Hope you enjoy reading it too. I am not religious by the way but was very impressed with what Herrad had done.
Herrad of Landsberg (d. aft.1196)
In 1147 Frederick Barbarossa appointed a relative, Relinda, to be abbess and to institute needed reforms at the women's monastery of St. Odile at Hohenbourg, near Strausbourg in Alsace, a monastery that had been founded perhaps as early as the 600s. After he became emperor in 1155, Barbarossa continued to support Relinda and her canonesses. Adopting the Augustinian Rule, St. Odile became a rich and powerful monastery, a center of learning, and a school for the daughters of the area nobility.
At Relinda's death in the mid-1170s, another abbess was named, Herrad. At one time historians believed her to be from a powerful family of Landsberg, but that is now questioned, so we are sure of nothing about her background or education. We do know that her education was broad, because she was able to produce an encyclopedic compilation of sources concerning all of salvation history, from the creation to the end of the world and beyond.
Herrad's canonesses already had access to Scripture; what she did was present them with the latest interpretations on the meaning of that Scripture. Therefore, she used not only the older theological authorities but also the work of scholars of the 1100s, such as Anselm and Bernard of Clairvaux, as well as her own contemporaries, Peter Lombard and Peter Comestor, whose works now formed part of the core curriculum of the new all-male schools.

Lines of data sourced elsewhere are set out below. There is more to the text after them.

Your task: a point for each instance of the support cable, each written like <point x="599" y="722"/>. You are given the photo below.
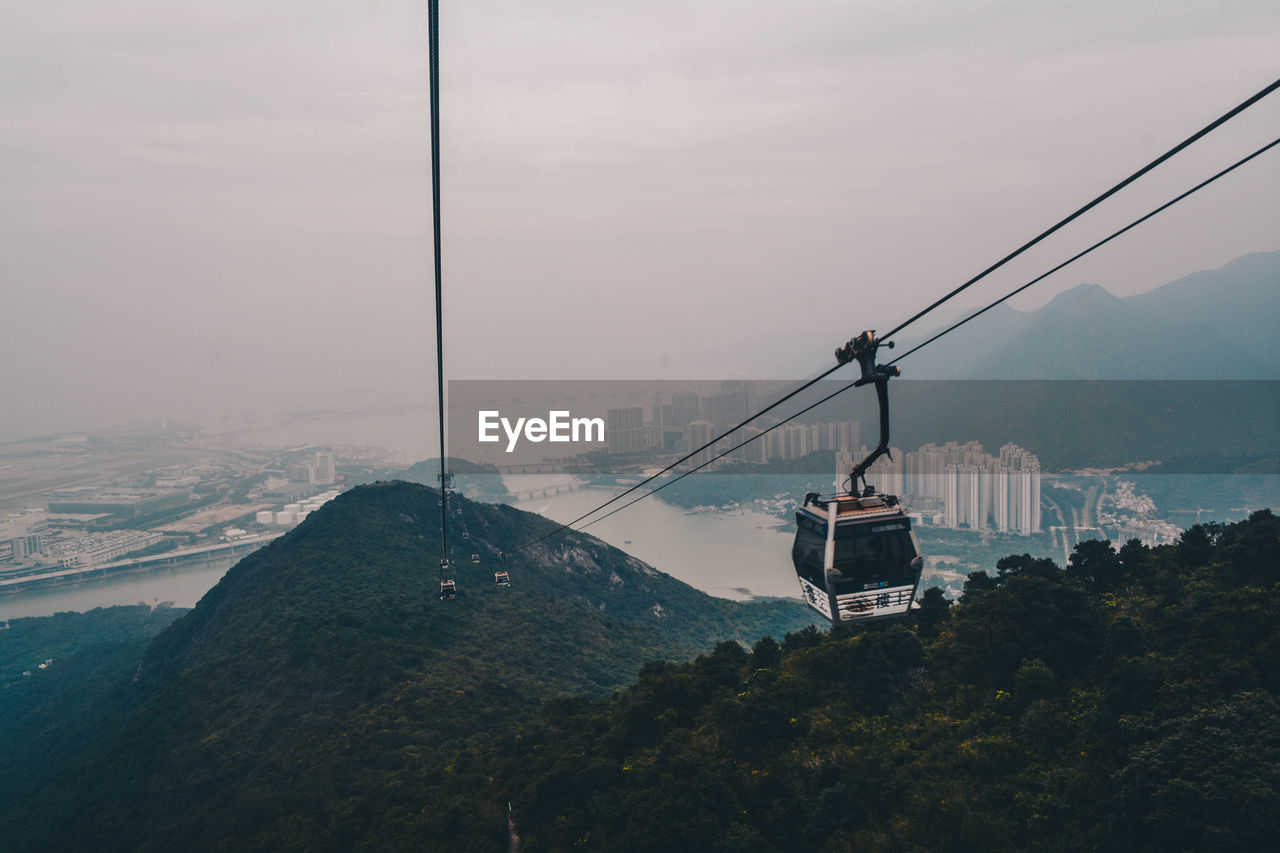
<point x="1097" y="245"/>
<point x="686" y="456"/>
<point x="434" y="53"/>
<point x="1106" y="195"/>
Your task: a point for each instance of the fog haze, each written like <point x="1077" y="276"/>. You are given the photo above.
<point x="225" y="208"/>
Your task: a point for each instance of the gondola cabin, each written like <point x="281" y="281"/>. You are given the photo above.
<point x="856" y="557"/>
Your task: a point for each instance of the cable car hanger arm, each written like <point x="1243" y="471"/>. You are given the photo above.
<point x="863" y="350"/>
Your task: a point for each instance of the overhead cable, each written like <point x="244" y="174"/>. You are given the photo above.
<point x="1098" y="200"/>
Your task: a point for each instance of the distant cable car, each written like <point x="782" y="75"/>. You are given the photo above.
<point x="854" y="555"/>
<point x="448" y="589"/>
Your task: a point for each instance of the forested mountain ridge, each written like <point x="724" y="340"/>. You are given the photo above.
<point x="316" y="696"/>
<point x="1128" y="702"/>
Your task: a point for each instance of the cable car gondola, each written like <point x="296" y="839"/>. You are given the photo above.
<point x="448" y="589"/>
<point x="855" y="556"/>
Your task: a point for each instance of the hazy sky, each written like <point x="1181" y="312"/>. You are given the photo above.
<point x="223" y="206"/>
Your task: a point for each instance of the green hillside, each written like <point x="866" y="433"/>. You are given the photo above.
<point x="319" y="694"/>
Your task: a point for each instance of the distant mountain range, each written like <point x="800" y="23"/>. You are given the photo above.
<point x="1215" y="324"/>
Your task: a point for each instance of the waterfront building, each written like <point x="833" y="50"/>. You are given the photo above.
<point x="625" y="432"/>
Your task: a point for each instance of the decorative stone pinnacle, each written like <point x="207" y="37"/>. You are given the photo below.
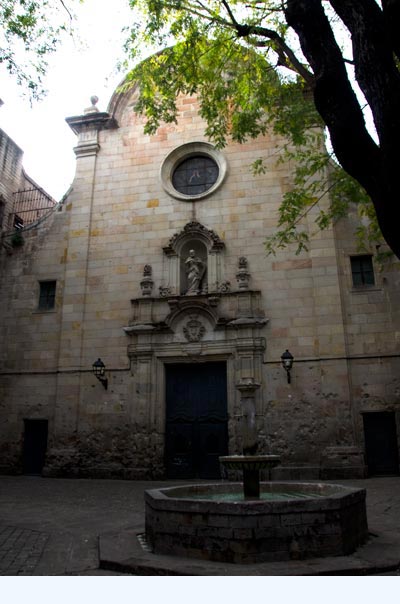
<point x="92" y="109"/>
<point x="243" y="276"/>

She emphasized those texts that reflected the newest thought on theology, biblical history and canon law.
Herrad's goal seems to have been to bring together the best of the old and the new theology in a teaching manual --- of both words and pictures --- that would provide an advanced theological education to her learned canonesses, and that would also be an aid to meditation for the less learned, especially the novices, and perhaps also the lay students. Besides the theological texts, the book also contained poetry and hymns (some accompanied by musical notation).

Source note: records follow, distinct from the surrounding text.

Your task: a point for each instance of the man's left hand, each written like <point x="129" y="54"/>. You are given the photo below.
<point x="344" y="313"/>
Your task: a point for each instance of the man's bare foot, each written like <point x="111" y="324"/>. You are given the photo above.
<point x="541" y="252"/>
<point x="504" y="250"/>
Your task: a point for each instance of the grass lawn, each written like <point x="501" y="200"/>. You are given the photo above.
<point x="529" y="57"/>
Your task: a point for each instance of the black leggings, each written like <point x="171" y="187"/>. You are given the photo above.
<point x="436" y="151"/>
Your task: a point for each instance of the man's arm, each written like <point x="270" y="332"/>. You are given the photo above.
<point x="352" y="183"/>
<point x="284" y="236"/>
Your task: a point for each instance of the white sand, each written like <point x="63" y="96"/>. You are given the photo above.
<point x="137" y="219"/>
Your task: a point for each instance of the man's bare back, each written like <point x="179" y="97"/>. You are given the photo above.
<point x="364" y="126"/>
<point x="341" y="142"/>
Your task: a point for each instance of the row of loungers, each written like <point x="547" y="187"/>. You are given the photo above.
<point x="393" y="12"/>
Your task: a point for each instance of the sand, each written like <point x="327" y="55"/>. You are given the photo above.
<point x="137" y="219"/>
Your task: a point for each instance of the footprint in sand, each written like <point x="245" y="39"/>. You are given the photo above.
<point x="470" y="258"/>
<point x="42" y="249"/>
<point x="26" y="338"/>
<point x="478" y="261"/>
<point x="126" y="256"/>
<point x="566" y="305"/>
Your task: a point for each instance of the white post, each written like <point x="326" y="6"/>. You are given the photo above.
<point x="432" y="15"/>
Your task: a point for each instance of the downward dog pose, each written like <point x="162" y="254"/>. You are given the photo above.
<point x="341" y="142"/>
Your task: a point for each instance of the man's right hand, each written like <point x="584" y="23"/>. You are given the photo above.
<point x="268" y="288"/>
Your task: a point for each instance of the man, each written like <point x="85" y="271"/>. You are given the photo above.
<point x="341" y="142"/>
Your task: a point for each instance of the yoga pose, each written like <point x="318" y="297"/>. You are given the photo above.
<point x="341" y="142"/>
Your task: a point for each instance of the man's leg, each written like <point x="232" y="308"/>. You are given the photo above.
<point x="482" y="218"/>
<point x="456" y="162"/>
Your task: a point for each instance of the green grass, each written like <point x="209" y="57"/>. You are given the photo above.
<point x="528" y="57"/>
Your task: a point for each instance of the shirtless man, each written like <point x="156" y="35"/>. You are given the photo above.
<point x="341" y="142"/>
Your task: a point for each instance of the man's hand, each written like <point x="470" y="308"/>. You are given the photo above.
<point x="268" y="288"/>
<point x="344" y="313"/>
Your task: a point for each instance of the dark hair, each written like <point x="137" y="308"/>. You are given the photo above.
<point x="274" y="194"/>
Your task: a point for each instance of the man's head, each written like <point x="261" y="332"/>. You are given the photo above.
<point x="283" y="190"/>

The result of all this was the Hortus deliciarum (Garden of delight). It consisted of over 300 parchment leaves of folio size. In addition to the Latin texts, over 344 illustrations were used: at least 130 of these were brightly colored full-page illuminations, while smaller ones were put on the same pages as text; there were also drawings and tables. Many of the illustrations were given explanatory rubrics and in some cases detailed captions placed around the figures. In case the Latin terms weren't clear to the younger readers, German was frequently added. The effect was to allow text and image to gloss each other.

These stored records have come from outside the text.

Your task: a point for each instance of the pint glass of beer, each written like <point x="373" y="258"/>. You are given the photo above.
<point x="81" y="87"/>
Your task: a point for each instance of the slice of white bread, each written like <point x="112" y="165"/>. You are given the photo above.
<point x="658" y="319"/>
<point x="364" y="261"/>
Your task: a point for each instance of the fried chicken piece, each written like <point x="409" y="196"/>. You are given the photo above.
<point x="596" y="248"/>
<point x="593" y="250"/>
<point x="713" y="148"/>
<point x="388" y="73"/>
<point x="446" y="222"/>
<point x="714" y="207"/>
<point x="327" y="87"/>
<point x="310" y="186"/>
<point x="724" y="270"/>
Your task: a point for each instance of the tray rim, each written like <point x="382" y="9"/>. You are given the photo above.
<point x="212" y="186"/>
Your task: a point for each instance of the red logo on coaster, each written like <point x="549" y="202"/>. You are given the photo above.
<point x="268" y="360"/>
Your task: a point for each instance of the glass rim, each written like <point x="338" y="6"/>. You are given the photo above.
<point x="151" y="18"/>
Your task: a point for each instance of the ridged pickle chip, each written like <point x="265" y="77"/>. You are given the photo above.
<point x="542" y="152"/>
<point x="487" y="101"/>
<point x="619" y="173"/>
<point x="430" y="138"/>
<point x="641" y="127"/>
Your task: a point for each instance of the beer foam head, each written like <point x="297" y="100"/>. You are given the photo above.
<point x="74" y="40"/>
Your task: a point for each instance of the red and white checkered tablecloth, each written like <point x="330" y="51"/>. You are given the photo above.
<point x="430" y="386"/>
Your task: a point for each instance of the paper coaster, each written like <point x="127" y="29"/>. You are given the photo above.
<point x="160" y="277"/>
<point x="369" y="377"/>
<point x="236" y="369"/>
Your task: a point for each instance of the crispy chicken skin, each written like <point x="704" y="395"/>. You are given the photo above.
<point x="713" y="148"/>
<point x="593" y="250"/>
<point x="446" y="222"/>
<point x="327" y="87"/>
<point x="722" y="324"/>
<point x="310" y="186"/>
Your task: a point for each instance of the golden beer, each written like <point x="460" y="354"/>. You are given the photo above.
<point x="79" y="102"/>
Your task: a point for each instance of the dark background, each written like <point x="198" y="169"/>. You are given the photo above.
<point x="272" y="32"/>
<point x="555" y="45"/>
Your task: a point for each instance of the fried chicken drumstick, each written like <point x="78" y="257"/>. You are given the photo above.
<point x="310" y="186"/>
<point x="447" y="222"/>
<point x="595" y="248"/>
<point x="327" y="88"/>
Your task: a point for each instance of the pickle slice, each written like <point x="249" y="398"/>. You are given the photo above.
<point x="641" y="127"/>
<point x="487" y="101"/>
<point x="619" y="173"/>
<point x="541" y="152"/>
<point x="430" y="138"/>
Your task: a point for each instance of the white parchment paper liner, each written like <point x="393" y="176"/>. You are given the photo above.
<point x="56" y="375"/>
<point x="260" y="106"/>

Work on the Hortus had begun before 1175; the major part of the work may have been completed by 1185, although additions appear to have been made until Herrad's death. The manuscript (and one complete copy) survived fires and suppression of monasteries, only to be destroyed in an 1870 bombardment during a siege of the city of Strausbourg. All that exists now are copies of part of the text and some tracings and engravings that were made before 1870.
According to scholars who studied the manuscript before its destruction, both the the text and the illustrations were the work of several different hands. The drawings and the copying of the text (at least three copyists were involved) were almost surely done in the scriptorium at Hohenbourg; the coloring of the drawings may have been done there or elsewhere, but apparently under the supervision of a single artist.
What is clear is that text and illustration were conceived together; in some cases it appears that a text was chosen to fit a specific drawing.
Herrad was without question the editor of Hortus deliciarum, so the work reflects her organization and her integration of text and illustration. Until the 1900s all of the 67 poems contained in the work were also attributed to her (or to Relinda). Research has now reduced that number to a probable seven, but in those we can hear the same voice that put together the whole.